Rodzice (138 Wątki)
Uroda po porodzie - na poważnie i na wesoło
Data utworzenia : 2021-04-12 13:34 | Ostatni komentarz 2024-03-28 12:13
Brakuje mi w tych kategoriach na forum takiej odnośnie urody i pielęgnacji, ale nie dziecka tylko matki utyranej :) O ile po pierwszym porodzie nie miałam jakiś szczególnych problemów, o tyle po drugim szkoda gadac. Włosy mega mi się przetłuszczają, musze je albo myć codziennie, albo jak brakuje mi czasu (co jest bardzo częste) udawać że rozcapierzony kok to ostatni krzyk mody. Do tego wysyp pryszczy na twarzy - gdzie nigdy nie miałam problemów z trądzikiem i moja zmora - włosy na nogach rosną 3 razy szybciej niż przed porodem, a te na głowie wyłażą garściami ... Poratujcie dobrą radą albo chociaż dobrym słowem - przyjmę wszystko :) (mam nadzieję i łudzę się, że nie tylko ja tak mam... aczkolwiek patrząc na tv - tam kobieta juz 5 minut po porodzie sn wygląda olśniewająco, jestem zwyczajnie niepocieszona)
2024-03-28 12:13
Największym problemem w tych pierwszych tygodniach to jest chyba brak czasu dla siebie i brak snu:). To odbija się na wyglądzie. Ja jakichś większych zmian nie zauważyłam, jedynie powrót pryszczy, ale miałam je przed ciążą więc to dla mnie nic nowego.
Po pierwszej ciąży miałam też problem z obwisłą skórą na brzuchu (miałam ogromny brzuch, rozstępów na szcęście zero ale skóra zrobiła się wiotka). Szczotkowałam, balsamowałam. Efekt był taki sobie. Ale w końcu poszłam na kilka zabiegów w gabinecie kosmetycznym i wszystko zniknęło. Żałuję, że tak długo z tym zwlekałam. Jeśli ktoś ma możliwość to polecam. Warto zadbać też o siebie i swoje samopoczucie.
2024-03-28 08:45
Czasami bardziej dbamy o wygląda zewnętrzny niż wewnętrzny krytykując siebie na każdym kroku.
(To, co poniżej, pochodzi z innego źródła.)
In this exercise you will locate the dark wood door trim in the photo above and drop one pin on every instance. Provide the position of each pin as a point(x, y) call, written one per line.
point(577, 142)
A żeby nasze dzieci później nie miały kompleksów muszą widzieć NAS pięknych, szczęśliwych i doceniających siebie. Ja czasami jak myje z córką żeby to później do lustra mówimy sobie mile rzeczy :D
2024-03-28 08:19
Ciężko , bardzo :)
2024-03-28 07:34 | Post edytowany:2024-03-28 07:35
Dokładnie trzeba o siebie dbać nie tylko w sensie wyglądu ale też psychiki choć czasami nie da się tego zrobić majac 2-3 dzieci. Ja czasami chodziłam jak zombie nie wyspana zakładałam na siebie co kolwiek czasem nawet nie miałam czasu się uczesać mały nie spał, marudził, pół dnia wisiał na cycu a drugiemu dziecku trzeba było zrobić obiad jak wróci ze szkoły bo coś jeść musi. 2 pierwsze miesiące były tragedią patrzyłam tylko kiedy tata po pracy wpadnie na 20 minut albo mama przyjedzie choć na chwilę bo mąż wracał wieczorami do domu, później przeszłam na kpi i problem z ciągłym jedzeniem się zmniejszył więc miałam trochę więcej czasu dla siebie.
2024-03-28 02:12
Moje m pieknie napisalas trzeba byc takim egoista dla samej siebie i to bardzo ważne dla naszego samopoczucia i aby dzieci widzialy nas szczęśliwe i usmiechniete a nie wiecznie smutne i zgorzkniale
2024-03-28 00:12
U mnie jeszcze na etapie ciąży wzmożona chęć picia wody. Wyeliminowalam z diety gazowane, kolorowe napoje, nawet soki nie idą o dziwo. Myślę że i przy kp przemożna chęć na wodę nie minie
2024-03-27 13:27
Zawsze miałam trądzik i włosy przetłuszczały mi się błyskawicznie, codzienne mycie głowy to standard. Spowodowane jest to u mnie stanem zdrowia. Przyzwyczaiłam się do tego. Niestety po pierwszym porodzie potwornie się zaniedbałam , nie zwracałam uwagi na wygląd i ubiór. Tłumaczyłam sobie , że mam małe dziecko , więc co to za różnica. Wtedy byłam nieszczęśliwa , na wszystko narzekałam a tak naprawdę zrobiłam się leniwa i to była przyczyna. Na spacerach widziałam młode mamy zadbane. Pomyslalam , że sama robię sobie krzywdę bo mój wygląd mnie dobija. Wtedy się ogarnęłam. Zaczęłam z powrotem o siebie dbać , ale nie tylko wizualnie , ale też psychicznie. Wolne chwilę zaczęłam poświęcać na przeczytaniu książki , posiedzeniu w spokoju przy kubku kawy itp. I naprawdę mi to pomogło. Czułam się ze sobą dobrze , miałam w sobie więcej radości. I ogólnie zmieniłam swoje nastawienie. W życiu trzeba być też ZDROWYM EGOISTĄ, czyli poświęcać czas dla siebie a nie tylko dla kogoś. Bo dążąc do perfekcji zatracałam się w życiu i traciłam samą siebie.
2022-01-26 15:08
To ja w ciąży piłam więcej wody niż teraz karmiąc piersią... Ale teraz przy chorobie odrobiłam zaległości. Herbaty pije sporo, ale staram się też pić znowu coraz więcej wody.